Reading is a separate Task, one that Takes Time. It is reserved for things like deposition testimony, judge’s opinions, and the contract terms for your wireless plan. Your Supervising Attorney (hereafter, Super Attorney) should not need to read your memo. She should be able to skim the important bits from the point headings and rule statements. If your Super Attorney has to stop and actually read your memo, you’ve done messed up – and bad – and their likely are many lots of further things wrong with your memoe. However, if your memo is not stalled by sloppy grammar or riddled with poor reasoning, then the problems are likely caused by…

COROLLARY 1: SPACE IS TIME

The reason your Super Attorney was able to skim your memo so quickly is because she already knew where everything was going to be. And if you’ve learned the appropriate lessons in LP, so did you! Because there is an established and universal structure to everything you write. This satisfies the Principle of Efficiency, and also, well, everybody just sort of agreed that this is how things were going to go. And if you know where your Super Attorney expects things to be, (and then, you know, actually put them there) you can Save Her Time, which will Be Remembered.

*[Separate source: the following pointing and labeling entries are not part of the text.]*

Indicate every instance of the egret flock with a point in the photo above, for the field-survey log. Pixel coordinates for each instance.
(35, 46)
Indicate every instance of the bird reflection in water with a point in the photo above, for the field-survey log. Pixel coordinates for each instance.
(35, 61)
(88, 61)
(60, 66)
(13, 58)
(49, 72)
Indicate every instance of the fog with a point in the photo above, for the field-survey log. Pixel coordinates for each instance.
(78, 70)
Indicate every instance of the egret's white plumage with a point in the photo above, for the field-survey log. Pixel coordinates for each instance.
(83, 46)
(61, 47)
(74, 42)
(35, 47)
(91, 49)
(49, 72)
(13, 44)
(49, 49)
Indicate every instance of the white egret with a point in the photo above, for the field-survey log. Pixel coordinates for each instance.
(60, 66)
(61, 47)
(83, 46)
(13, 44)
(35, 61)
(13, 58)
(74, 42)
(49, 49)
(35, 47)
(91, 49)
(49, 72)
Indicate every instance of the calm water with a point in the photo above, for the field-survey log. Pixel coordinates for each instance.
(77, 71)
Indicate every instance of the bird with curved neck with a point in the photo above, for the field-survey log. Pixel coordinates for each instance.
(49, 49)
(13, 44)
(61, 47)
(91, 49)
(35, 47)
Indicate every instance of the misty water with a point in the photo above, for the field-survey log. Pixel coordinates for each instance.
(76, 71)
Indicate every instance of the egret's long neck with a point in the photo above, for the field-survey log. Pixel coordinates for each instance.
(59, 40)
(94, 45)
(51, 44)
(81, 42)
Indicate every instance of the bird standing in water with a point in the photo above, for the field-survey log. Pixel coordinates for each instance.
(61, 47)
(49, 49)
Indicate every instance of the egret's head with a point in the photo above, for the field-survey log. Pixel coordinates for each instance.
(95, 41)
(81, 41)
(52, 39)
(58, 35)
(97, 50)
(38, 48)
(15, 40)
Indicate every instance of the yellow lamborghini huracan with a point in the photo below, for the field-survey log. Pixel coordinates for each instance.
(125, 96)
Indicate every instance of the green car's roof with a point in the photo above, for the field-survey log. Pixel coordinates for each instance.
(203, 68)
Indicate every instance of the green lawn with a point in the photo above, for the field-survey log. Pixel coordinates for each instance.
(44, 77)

POSTULATE 1: SAVING SPACE SAVES TIME

Conciseness, clarity, simplicity of expression: these are prized features of legal writing for one very simple reason. They help to save space. And saving space saves time. If there is less to skim, Time is Saved, which again, will Be Remembered.

But most importantly of all, whether you think you should or not, just to be safe…

AXIOM OMNIUS: IF YOU SAY IT, CITE IT!